Published 17 April 2000

 

Mike Nesbitt rings to ask if I'd like to join a new committee that will shortly begin a two-year investigation into the impact of online learning on higher education. My duties wouldn't take up more than two days a month, and there'd be a token honorarium of £60 for each meeting. It was, he said breathlessly, very exciting. Several significant figures from education and information technology had already been recruited, and there was every indication that the committee would become "a high-powered body" and play a major part in influencing government policy.

I found the invitation moderately interesting. Of course, I knew nothing whatsoever about how online learning might affect higher education, but there was the pleasantly malicious prospect of eventually producing a report showing that most of my former university colleagues would shortly be replaced by thousands of domestic PCs. There was also the £60 a day.

But then came the chilling phrase that eventually prompted me to tell Mike that the present near-death condition of several members of my family meant that I was not accepting any new engagements for the foreseeable future. What so concerned me was the news that the committee would be "high-powered".

It's not that I'm unused to high-powered committees. During my life as an academic, I variously served on such bodies as the Technical Staff Subcommittee, which made decisions about the appropriate grade for laboratory glass-blowers, and on the Ethics Committee, which considered such matters as whether or not the acceptance of a large research grant from British American Tobacco for an investigation into the psychological benefits of chain-smoking was in any way in conflict with core academic values. There was also my high-powered year on the Promotions Committee, trying to decide how best to appoint two senior lecturers from the customary 750 applicants.

But my inability to grasp fine points of detail allied to an extraordinary capacity for losing the minutes of the last meeting and an occasional failure to recognise the specific committee I was attending (all of which led in one unfortunate instance to a glass-blower being awarded a readership in politics) meant that I eventually confined myself to more lightweight committees. I remember with particular pleasure my languid days drinking tea and eating biscuits on Estates and Gardens (how to stop students trampling on the tulips), University Bookshop (how to persuade academics to send in their booklists on time) and Town and Gown (how to keep outsiders off university property).

The essential point of these low-powered committees was to make sure that no hard and fast decisions were ever made. Any new proposal could always be ruled out of order on the grounds that it might establish a precedent, and carefully assembled evidence could always be dismissed if it contradicted the personal impressions of an individual committee member.

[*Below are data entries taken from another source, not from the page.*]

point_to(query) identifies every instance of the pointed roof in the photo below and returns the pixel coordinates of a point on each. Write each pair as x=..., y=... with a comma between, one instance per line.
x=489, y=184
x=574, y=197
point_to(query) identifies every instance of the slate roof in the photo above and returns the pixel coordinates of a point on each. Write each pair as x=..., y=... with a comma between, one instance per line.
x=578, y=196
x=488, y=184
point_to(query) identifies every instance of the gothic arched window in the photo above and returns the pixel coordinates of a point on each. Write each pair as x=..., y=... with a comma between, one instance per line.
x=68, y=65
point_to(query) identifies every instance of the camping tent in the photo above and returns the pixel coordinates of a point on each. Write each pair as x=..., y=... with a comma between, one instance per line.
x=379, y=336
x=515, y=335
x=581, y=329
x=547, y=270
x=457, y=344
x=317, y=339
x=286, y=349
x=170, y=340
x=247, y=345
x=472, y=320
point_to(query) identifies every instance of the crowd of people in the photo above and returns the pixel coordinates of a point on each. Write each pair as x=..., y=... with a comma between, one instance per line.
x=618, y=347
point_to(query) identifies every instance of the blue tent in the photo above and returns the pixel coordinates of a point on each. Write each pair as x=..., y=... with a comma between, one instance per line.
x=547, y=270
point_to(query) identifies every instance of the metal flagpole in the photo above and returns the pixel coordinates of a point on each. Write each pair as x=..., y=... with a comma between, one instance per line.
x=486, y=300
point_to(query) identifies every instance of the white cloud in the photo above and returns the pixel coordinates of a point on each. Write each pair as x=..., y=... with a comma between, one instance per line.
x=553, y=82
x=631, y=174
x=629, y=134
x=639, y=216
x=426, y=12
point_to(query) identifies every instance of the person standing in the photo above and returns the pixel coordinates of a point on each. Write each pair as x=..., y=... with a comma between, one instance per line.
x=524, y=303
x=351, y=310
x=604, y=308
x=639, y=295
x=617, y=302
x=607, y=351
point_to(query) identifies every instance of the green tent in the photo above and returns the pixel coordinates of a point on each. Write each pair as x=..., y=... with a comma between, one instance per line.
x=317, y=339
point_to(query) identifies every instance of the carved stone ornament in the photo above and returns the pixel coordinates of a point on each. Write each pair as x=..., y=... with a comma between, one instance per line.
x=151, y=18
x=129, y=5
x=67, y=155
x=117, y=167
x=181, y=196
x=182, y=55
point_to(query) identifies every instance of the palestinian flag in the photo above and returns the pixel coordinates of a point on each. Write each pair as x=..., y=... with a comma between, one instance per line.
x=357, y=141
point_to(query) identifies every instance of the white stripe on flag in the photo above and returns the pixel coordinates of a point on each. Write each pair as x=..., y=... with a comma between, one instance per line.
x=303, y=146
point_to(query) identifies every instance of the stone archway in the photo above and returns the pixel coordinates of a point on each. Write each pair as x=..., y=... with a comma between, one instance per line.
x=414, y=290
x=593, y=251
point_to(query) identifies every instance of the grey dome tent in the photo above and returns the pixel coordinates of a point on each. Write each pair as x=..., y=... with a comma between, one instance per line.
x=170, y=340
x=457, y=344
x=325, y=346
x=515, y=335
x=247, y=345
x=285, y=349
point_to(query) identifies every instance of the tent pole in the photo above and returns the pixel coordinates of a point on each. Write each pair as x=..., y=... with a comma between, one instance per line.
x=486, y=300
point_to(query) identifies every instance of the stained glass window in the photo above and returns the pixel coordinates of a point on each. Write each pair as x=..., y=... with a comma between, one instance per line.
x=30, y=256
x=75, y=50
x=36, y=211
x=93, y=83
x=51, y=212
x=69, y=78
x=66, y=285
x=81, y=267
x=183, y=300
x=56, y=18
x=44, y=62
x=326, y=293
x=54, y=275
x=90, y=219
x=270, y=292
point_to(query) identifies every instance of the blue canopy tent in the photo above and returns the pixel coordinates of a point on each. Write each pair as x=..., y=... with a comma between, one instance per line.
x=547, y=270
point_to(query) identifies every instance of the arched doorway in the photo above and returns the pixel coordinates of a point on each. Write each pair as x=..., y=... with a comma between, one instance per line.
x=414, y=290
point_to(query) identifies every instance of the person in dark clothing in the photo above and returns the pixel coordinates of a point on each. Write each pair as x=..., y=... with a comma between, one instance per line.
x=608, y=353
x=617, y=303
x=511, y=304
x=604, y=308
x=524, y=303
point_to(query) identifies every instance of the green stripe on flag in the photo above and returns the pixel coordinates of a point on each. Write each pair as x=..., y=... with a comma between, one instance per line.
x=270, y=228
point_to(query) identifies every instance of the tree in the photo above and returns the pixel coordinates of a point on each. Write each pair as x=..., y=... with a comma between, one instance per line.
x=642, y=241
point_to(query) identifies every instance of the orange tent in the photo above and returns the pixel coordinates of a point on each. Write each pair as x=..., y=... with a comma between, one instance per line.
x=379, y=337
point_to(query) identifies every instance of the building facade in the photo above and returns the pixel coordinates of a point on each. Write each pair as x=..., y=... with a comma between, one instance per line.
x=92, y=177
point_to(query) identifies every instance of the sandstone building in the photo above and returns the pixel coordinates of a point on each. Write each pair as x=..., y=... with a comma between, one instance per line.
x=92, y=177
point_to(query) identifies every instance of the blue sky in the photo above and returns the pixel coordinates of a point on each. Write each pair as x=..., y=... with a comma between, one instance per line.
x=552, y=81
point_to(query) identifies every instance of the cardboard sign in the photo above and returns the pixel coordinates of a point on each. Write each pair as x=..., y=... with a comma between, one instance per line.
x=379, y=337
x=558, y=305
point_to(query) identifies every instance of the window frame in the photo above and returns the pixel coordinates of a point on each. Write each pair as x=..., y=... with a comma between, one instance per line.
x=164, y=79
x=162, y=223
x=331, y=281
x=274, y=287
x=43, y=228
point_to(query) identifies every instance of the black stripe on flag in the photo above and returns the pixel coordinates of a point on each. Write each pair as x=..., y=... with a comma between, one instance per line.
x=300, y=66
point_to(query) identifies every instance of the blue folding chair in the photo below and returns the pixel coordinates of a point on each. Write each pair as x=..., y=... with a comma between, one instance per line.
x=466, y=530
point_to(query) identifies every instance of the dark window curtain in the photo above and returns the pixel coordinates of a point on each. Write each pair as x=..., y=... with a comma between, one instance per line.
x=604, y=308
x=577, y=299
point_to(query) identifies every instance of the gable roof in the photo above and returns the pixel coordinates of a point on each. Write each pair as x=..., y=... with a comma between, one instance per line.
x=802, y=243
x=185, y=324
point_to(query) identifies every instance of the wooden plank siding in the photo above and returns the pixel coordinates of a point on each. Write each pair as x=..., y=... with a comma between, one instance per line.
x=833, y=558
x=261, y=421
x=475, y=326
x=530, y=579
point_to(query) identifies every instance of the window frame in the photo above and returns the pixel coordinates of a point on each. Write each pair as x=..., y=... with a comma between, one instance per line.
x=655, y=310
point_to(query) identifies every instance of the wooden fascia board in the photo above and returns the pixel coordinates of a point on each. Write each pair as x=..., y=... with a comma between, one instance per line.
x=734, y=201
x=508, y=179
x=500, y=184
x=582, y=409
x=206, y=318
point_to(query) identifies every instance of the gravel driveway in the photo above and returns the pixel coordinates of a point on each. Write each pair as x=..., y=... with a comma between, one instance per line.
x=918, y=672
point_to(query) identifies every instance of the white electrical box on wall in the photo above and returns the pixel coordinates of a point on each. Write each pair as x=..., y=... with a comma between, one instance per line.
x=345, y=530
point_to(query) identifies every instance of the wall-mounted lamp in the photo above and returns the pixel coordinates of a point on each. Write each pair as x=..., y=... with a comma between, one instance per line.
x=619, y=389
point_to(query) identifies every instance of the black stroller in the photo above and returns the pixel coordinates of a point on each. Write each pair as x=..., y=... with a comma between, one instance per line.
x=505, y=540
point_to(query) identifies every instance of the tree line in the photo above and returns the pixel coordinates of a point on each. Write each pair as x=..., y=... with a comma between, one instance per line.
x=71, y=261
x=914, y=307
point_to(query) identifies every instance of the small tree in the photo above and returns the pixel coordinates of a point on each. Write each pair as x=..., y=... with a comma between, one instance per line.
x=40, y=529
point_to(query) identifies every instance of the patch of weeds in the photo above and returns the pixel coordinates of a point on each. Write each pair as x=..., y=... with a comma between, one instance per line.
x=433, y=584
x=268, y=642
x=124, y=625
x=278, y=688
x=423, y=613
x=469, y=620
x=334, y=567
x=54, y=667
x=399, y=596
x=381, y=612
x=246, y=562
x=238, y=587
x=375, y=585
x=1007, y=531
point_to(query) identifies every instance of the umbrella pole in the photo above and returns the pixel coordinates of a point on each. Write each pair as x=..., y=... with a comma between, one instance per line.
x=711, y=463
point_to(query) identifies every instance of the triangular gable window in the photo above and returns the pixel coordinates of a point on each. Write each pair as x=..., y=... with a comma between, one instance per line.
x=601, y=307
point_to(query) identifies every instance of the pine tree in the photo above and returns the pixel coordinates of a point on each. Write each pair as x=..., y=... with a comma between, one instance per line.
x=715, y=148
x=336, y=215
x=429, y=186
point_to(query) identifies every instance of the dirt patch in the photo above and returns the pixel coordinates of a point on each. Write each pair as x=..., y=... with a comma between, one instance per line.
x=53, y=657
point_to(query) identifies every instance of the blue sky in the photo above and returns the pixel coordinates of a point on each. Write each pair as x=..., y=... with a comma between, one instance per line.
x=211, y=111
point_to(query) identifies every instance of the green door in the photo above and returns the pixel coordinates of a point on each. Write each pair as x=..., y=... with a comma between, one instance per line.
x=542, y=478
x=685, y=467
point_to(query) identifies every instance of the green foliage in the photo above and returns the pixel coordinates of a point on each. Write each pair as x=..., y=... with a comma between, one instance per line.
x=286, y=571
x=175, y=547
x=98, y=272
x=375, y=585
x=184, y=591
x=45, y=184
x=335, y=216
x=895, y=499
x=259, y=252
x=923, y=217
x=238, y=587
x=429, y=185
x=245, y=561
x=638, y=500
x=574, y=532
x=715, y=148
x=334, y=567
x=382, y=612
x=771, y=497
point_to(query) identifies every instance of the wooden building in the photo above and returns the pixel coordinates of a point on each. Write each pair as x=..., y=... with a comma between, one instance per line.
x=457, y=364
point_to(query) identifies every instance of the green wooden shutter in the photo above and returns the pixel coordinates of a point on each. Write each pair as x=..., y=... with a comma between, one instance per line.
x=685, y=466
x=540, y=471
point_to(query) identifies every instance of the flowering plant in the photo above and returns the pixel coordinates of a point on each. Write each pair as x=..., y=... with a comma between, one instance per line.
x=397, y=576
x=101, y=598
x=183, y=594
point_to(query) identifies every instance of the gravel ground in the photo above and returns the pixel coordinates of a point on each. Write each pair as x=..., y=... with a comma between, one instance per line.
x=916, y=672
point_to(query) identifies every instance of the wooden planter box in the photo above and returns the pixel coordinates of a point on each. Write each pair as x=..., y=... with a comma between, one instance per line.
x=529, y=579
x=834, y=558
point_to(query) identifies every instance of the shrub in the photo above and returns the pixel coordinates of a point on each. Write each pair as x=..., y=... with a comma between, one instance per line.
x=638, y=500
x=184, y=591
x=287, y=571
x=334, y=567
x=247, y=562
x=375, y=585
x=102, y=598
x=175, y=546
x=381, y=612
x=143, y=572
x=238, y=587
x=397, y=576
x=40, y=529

It's difficult to convey the sense of camaraderie and general pointlessness that was induced by such meetings, but I still remember with particular pleasure a motion from the professor of philosophy which argued at length that Any Other Business was unfairly placed at the end of each agenda and thereby received somewhat cursory treatment. Might it not be more appropriate to have AOB immediately after Apologies for Absence? After a delightfully incoherent discussion lasting several hours, it was agreed that AOB should be thus promoted on condition that any semantic confusion be avoided by renaming it Any Business. They don't make committees like that any more.